Starring Mandy Moore
Former bubblegum pop queen Mandy Moore finds herself trapped in a cage surrounded by 25-foot sharks in this would-be thriller, a situation only faintly more terrifying, one assumes, than being married to Ryan Adams for six years. Even then, 47 Meters Down struggles to drum up much in the way of scares, save for one moment which is more effective if you haven’t seen 2000’s Pitch Black.
Though she’s generally a likeable screen presence, there’s even less in the way of sympathy extended here to Moore’s character, Lisa, holidaying in Mexico with her sister Kate (Australian TV star Claire Holt). Lisa is recovering from a break-up and nurses certain feelings of inadequacy around her more adventurous younger sibling, which is all the motivation writer-director Johannes Roberts evidently requires to send the two of them on an ill-advised shark-swimming caper with the not entirely legit Captain Taylor (Matthew Modine, left, for the most part, to ponder the time when he used to work with people like Stanley Kubrick and Jonathan Demme.)
When the ship’s winch breaks, Kate and Lisa find themselves sitting at the bottom of the ocean surrounded by hungry sharks that we can’t really see through all the murk and haphazard framing.
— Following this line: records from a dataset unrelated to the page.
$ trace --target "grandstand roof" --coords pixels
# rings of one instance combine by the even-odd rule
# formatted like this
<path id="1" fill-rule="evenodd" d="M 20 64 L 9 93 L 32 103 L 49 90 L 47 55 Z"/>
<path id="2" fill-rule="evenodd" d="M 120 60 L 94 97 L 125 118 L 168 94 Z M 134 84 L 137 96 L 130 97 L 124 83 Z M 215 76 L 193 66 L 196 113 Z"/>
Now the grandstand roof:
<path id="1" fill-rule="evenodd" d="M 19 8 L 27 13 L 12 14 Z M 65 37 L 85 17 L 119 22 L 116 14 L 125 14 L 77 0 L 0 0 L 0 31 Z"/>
This leaves Moore and Holt to narrate almost everything that happens (“Look, I’m almost out of oxygen!” “Look, Javier got ripped to shreds!”) while the film contrives to fill its thin 85 minutes with dicey escape attempts and a fake-out that horror buffs will recall from a better film best left unnamed.
Equally, with its, let’s say, streamlined approach to plot and character, you might argue that Roberts wants to fashion a movie—in contrast to predecessors like Jaws or Open Water—that’s as efficient and uncomplicated as the beasts it depicts. But even by that logic, 47 Meters Down bites.